Luciana,
joven y diligente, se dedicó con afán a la avicultura. Empezó con unos cuatro
animalitos y al cabo de un breve lapso, se convirtió en propietaria de mil aves
de corral.
Con precio
fijo de cinco pesos por gallina aliñada, se iba a la ciudad a distribuir el
producto, y la distribución era efectiva: regresaba vacía de mercadería pero
con sumas considerables en su cartera.
Un día de
calor hirviente pues campeaba el verano, notó no sin preocupación que sus
emplumadas amigas ―las aves, claro está―, antes lozanas y alegres, se veían
tristes, desganadas.
Frente al
temor de que pudiera haber llegado la peste a sus dominios, tomó una rápida
decisión: revisó una a una las mil habitantes del corral y, ¡vaya!, solo
trescientas estaban en condiciones saludables. ¿Qué debía hacer? Sacrificaría
las trescientas animalitas para evitar el contagio. Dicho y hecho…
―
¿Trescientas?
―
Sí, señora, trescientas…
― ¿Y por qué tantas?
Luciana tuvo
que explicar a la dueña del restaurante Gallina
India, la razón de aquella masacre de plumíferas.
― A ver― dijo
la señora―, ¿me vendes trescientas gallinas ya peladas a cinco…?
Y de súbito,
un fanal iluminó su cara regordeta, y abriendo enormes sus ojos:
― ¡Vamos a tu granja Luci…!
―
¿A qué, señora?
―
Mira: te compro las trescientas gallinas, y las otras setecientas también, pero
a mitad de precio…
―
¿Está bromeando? ¿Me compra las enfermas también?
― Todas, muchacha, a mitad de precio.

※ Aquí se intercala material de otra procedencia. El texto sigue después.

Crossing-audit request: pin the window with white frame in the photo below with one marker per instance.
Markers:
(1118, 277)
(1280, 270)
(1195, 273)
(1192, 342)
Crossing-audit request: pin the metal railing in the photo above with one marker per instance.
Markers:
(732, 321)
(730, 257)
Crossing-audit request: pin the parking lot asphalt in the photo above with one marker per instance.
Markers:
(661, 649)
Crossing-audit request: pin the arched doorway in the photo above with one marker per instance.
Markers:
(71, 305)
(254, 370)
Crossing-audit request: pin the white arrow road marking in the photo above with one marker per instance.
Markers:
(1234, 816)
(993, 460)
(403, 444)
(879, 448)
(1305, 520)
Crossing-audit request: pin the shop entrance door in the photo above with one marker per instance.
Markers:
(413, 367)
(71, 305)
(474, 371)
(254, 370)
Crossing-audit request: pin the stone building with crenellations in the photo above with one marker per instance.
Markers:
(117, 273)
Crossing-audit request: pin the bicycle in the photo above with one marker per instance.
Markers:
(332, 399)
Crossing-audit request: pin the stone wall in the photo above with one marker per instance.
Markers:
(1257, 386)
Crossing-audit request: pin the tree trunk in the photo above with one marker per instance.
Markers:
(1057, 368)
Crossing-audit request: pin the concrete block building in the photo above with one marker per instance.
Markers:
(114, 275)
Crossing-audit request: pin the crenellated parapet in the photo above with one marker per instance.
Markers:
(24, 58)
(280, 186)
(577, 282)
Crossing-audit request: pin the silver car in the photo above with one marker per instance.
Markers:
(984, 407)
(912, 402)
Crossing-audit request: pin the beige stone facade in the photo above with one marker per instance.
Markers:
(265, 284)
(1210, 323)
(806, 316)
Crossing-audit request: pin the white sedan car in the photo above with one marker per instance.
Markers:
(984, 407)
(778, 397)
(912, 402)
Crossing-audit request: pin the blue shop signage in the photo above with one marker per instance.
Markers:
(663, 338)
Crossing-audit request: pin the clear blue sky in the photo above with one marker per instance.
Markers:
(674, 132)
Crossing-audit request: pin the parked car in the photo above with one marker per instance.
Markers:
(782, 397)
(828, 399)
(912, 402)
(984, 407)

Haz cuentas,
trescientas gallinas a cinco pesos son mil quinientos, y mil gallinas a dos
cincuenta son dos mil quinientos… ¡Mil pesos más! ¿Qué prefieres? ¿Que se
mueran y perder ese billetal?
Luciana no
terminaba de convencerse, ¿haría negocio con aquellas aves agonizantes, casi
muertas? ¿Para qué servirían unos animales accidentados? Solo para dárselos a
los perros, quizás…
La granja Las aves de Luci estaba a 25 minutos en
vehículo. Llegaron…
La compradora
inspeccionó a las moribundas emplumadas con ojos bien abiertos. Las colgaba
tomándolas de las patas, chorreaba de los agujeros nasales un líquido espeso,
“Ya están mocosas”, murmuraba. Otras no levantaban cabeza, el pico se pegaba a
la tierra, la señora las sacudía y los agónicos seres no se meneaban…
“Estas son de
la familia gallináuseas…” “Esta pobre
está más de allá que de acá…” “Esta otra ya estiró la pata”.
Los zopilotes
planeaban en círculos arriba de las colinas, posándose de cuando en cuando en
los árboles de los alrededores.
“Ya sienten el tufo de la muerte…”
― Bueno, Luci, tú decides. ― Habló al fin la
señora, dispuesta a efectuar la transacción.
― Pues, si usted se arriesga, yo…
― De acuerdo, mujer. ― Y sacó un teléfono
móvil. Marcó un número:
― Mándame al
motorista con el camioncito, que traiga cajas de cartón, vamos a cargar un
producto.
El camión
asomó perseguido por una gruesa nube de polvo, por el camino que cruza a cien
metros de la granja Las aves de Luci…
Zas, zas, zas,
empacaron.
―Aquí tienes
tu cheque, muchacha, cámbialo ahora mismo si quieres.
Y ruuuuumm,
ruuuuumm, el camión. Otra vez persiguiéndolo la nube de polvo. Los zopilotes
planeaban sobre el vehículo, en un evidente intento de asalto. Luci los seguía
con la mirada, meditabunda.
“Ya sienten el
tufo de la muerte…”
Días, semanas,
meses corrieron sin freno. Luciana volvió a la ciudad para hacer unos
comprados.
―
¡Hola, Luci, preciosa! ¿Qué? ¿Me trajiste más gallinas?
―
No, señora, es que aquel día me quedé pensativa. ¿Le habrá salido bien el
negocio de las gallinas? ¿No se le murieron?
― ¡Ah!, muchacha, ¿y cómo iba a salirme mal tan buen
negocio?, ¿para qué crees que son esos hornos modernos?, ¿no has escuchado
nuestro lema en la radio?... “Del horno a la mesa, ¡uuumm!, sabrosura”.
Luciana quedó
estupefacta. Y la señora:
―Con decirte que a varios comensales les oí
que comentaban: ¡Qué gallinas! ¡Es que son indias!